Rep. Jim Gregory, R-Bellwood, himself an abuse survivor, sponsored HB 963 in 2019 after the Legislature tried and failed to approve legislation that changed the statute of limitations for sexual crimes committed against children, citing constitutional concerns.
The issue came to light after a 2018 statewide grand jury report found that six Catholic dioceses across Pennsylvania covered up allegations of abuse involving more than 300 priests and 1,000 children.
The bill kicked off a two-year process that sought voter approval to amend the constitution and give survivors the opportunity to sue their abusers, who otherwise would escape prosecution for their crimes.
When the department forgot to advertise the bill, as required, it threw the entire process off track and forced lawmakers to start over, delaying a vote on the amendment until at least 2023.
With few other fixes available, House lawmakers passed House Bill 951 in April to open the two-year litigation window through statute instead. The Senate has yet to act and Gregory said Wednesday he holds onto hope that the report “could provide some movement.”
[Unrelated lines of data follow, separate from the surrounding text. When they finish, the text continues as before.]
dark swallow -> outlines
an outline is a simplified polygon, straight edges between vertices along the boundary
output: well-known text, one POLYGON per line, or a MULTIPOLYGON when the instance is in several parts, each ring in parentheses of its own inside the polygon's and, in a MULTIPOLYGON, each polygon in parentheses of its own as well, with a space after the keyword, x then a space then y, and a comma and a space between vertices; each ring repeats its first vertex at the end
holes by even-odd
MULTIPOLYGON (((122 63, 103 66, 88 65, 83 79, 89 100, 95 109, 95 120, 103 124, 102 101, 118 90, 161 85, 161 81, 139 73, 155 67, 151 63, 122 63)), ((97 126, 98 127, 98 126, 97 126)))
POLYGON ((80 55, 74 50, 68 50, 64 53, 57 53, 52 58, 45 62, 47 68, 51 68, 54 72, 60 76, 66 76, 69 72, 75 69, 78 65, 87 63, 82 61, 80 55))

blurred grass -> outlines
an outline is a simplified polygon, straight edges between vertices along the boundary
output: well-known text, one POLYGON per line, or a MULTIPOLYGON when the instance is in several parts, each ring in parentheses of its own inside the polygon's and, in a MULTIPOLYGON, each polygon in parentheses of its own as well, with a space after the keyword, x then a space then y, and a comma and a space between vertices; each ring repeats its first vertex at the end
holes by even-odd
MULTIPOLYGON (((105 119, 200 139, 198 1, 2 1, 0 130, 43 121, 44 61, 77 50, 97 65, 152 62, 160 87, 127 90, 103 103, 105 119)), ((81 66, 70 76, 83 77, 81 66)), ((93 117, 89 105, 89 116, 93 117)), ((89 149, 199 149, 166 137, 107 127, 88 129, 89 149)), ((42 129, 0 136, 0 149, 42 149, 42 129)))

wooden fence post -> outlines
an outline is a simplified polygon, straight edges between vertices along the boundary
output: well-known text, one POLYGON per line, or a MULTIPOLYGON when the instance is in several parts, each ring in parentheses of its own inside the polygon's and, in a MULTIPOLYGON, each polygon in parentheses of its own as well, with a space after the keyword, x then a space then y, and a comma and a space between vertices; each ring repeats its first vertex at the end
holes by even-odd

“We have more questions as a result of the investigation,” he said. “That’s not what victims want to hear. We want concrete answers to know how this could happen.”
“Nobody was actually fired as a result of this and that’s unconscionable to me,” he added.
House Minority Leader Joanna McClinton, D-Philadelphia, thanked the administration for publicizing the investigation and urged the Senate to pass HB 951 as “a statutory solution that will end the needless suffering still being endured by so many adult victims of childhood sexual abuse who are simply waiting to have their day in court.”
“We were frankly surprised to learn that, throughout multiple administrations since the Pennsylvania Constitution outlined a process for amendments, it appears there were never any written procedures in place to ensure that amendments are advertised,” she said. “I know the Wolf administration has already implemented policies and procedures to make sure that such an omission is never repeated.”
Sens. Lisa Baker, R-Dallas, and Dave Argall, R-Pottsville, said in a joint statement they found the department’s lack of oversight “appalling” and said no employees should escape accountability. The senators, along with Gregory, received a separate briefing on the report just minutes before the department’s news conference.
“As chairs of the Senate Judiciary Committee and Senate State Government Committee, we will continue our bipartisan pursuit to get to the bottom of what happened, and how it can be prevented from happening in the future,” the lawmakers said. “The victims deserve better.”